Background: The aim of this study was to investigate the therapeutic effect of traditional wooden toothbrush usage on most severe constipation, which usually occurs in spinal cord injury (SCI) patients. Methods: In a quasi-experimental study, 61 SCI patients were selected who had injuries in different spinal levels (cervical, thoracic, and lumbar), and severe constipation from one defection in a few days to 3 weeks. They were recommended to use traditional wooden toothbrush for 5 min twice a day, after breakfast and dinner, over a 6 weeks period. Two proper standard scales, called neurogenic bowel dysfunction (NBD), and “Constipation Assessment Scale (CAS),” were used for evaluating the changes in patients' gastrointestinal (GI) habits during the period of using the wooden toothbrush. Through these scales (NBD and CAS), the therapeutic effects of traditional wooden toothbrush usage on the severity of constipation before and after intervention were measured. Results: The mean of NBD and CAS scores were reduced significantly, from 8.95 ± 0.78 and 3.34 ± 0.28; respectively, to 3.03 ± 0.57 and 1.74 ± 0.25, after 6 weeks using traditional wooden toothbrush (P < 0.0001). There was a significant difference in terms of NBD scores in patients with different levels of injury (P < 0.01), particularly in patients with thoracic injury, before (10.52 ± 0.88 ) and after (3.13 ± 0.78) treatment, respectively (P < 0.0001). Eventually, all symptoms of bowel problems improved significantly after the intervention (P < 0.05). Conclusions: The use of traditional wooden toothbrush lead to the improvement of bowel and defecation problems in SCI patients. Yet more studies, particularly randomized control clinical trials are needed to investigate the effect of using wooden toothbrush on other GI reflexes. In addition, if some clinical trials are devised to study the effects of wooden toothbrush on both conscious and unconscious patients in ICU, best results are expected to be found on keeping their mouth and teeth hygiene, as well as, getting rid of their constipations.

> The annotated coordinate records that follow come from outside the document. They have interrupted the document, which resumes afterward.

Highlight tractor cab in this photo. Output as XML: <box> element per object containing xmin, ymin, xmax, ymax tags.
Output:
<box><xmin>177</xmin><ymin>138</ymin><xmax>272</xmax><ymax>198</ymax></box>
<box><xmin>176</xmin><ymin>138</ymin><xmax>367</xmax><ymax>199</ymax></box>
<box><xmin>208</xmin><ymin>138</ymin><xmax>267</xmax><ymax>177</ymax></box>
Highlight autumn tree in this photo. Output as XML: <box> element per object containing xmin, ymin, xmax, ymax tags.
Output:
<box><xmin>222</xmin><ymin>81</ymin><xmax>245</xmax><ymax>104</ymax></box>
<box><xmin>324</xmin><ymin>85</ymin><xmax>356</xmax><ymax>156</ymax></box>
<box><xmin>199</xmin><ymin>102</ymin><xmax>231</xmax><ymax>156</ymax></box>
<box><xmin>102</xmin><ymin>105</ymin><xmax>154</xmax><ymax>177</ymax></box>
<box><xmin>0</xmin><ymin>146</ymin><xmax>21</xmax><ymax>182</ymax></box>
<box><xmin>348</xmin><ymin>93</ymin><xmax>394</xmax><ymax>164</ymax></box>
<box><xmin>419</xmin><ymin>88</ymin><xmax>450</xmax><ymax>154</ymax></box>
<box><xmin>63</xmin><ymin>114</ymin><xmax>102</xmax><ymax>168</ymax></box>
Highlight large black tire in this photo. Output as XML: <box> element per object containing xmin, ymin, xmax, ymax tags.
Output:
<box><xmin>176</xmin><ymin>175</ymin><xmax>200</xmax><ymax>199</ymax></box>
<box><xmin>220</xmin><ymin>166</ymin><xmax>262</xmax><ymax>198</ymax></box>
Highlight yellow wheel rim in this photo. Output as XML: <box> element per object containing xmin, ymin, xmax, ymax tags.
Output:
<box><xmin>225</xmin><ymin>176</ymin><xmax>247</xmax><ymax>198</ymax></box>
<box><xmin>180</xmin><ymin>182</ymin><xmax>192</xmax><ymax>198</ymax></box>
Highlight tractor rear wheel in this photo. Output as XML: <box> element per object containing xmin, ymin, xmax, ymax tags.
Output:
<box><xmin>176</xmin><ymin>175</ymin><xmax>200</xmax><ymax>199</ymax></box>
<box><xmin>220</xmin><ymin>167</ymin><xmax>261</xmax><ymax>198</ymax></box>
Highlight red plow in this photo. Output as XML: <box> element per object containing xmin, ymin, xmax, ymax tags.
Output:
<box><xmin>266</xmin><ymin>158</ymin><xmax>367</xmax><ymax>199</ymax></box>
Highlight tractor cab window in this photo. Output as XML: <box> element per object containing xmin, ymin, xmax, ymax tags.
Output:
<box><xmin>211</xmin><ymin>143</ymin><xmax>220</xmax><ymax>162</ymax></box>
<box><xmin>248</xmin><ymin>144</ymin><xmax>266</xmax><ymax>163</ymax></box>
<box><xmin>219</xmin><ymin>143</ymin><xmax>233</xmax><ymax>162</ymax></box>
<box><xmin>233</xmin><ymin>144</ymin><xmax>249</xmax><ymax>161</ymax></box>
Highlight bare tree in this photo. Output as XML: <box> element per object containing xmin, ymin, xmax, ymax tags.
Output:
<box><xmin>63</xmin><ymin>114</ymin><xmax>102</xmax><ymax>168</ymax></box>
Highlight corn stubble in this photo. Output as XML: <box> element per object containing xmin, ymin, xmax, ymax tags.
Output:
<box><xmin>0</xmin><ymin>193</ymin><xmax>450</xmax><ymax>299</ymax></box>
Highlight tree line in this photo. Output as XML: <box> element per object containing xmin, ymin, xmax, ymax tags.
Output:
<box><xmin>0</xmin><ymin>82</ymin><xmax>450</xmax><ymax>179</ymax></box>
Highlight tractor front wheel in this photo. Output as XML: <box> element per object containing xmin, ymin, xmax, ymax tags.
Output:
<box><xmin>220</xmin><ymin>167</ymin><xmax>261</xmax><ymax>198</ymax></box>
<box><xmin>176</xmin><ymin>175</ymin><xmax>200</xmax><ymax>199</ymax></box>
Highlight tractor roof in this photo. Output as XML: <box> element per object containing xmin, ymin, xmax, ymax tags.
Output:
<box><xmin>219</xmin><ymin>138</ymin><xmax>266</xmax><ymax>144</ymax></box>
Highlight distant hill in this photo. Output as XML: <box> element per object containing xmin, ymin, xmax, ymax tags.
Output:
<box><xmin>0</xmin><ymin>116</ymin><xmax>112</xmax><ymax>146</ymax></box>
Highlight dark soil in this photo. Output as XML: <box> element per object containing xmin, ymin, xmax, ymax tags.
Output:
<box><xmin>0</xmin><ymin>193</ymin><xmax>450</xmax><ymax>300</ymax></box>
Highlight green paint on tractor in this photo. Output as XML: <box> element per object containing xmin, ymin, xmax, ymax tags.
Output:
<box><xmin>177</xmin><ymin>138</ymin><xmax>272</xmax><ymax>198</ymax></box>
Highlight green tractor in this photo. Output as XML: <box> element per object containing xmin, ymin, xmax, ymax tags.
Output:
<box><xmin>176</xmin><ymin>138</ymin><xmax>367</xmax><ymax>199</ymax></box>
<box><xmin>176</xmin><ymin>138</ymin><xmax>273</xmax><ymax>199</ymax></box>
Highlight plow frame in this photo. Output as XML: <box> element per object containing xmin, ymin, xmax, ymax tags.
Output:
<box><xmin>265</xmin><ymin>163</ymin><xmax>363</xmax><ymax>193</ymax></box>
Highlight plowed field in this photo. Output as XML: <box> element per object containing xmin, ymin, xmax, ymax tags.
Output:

Keywords: Constipation, spinal cord injury, traditional wooden toothbrush


How to cite this article:
Esfandiari E, Feizi A, Heidari Z, Tabibian SR, Shaabani P, Iraj B, Adibi P, Varzaneh AE. Novel effects of traditional wooden toothbrush on bowel motility symptoms in spinal cord injury patients; Findings from a pilot quasi-experimental study. Int J Prev Med 2017;8:46

How to cite this URL:
Esfandiari E, Feizi A, Heidari Z, Tabibian SR, Shaabani P, Iraj B, Adibi P, Varzaneh AE. Novel effects of traditional wooden toothbrush on bowel motility symptoms in spinal cord injury patients; Findings from a pilot quasi-experimental study. Int J Prev Med [serial online] 2017 [cited 2021 Oct 21];8:46. Available from: https://www.ijpvmjournal.net/text.asp?2017/8/1/46/208937




  Introduction Top


Constipation is one of the most common gastrointestinal (GI) tract problems that is clinically defined as: defecation <3 times a week.[1] The prevalence of constipation was estimated between 4% and 28% in the United States of America (USA)[2],[3] and 1.4%–37% in Iran.[4] The prevalence of constipation tends to increase with age. The studies reported that approximately 26% of men and 34% of women over 65 years of age suffer from constipation.[5] Each year 2.5 million patients with constipation refer to physicians in the USA, and constipation treatment costs the American Society approximately 29 billion dollars/year.[6],[7] Some factors considered as the cause of constipation include neurologic diseases, hypothyroidism, metabolic disorders, abnormal intrinsic motility, and lack of extrinsic innervations (in paraplegia).[8],[9] Constipation has been reported as the most common GI complication of spinal cord injury (SCI) patients with the prevalence of approximately, 42%–81%.[10]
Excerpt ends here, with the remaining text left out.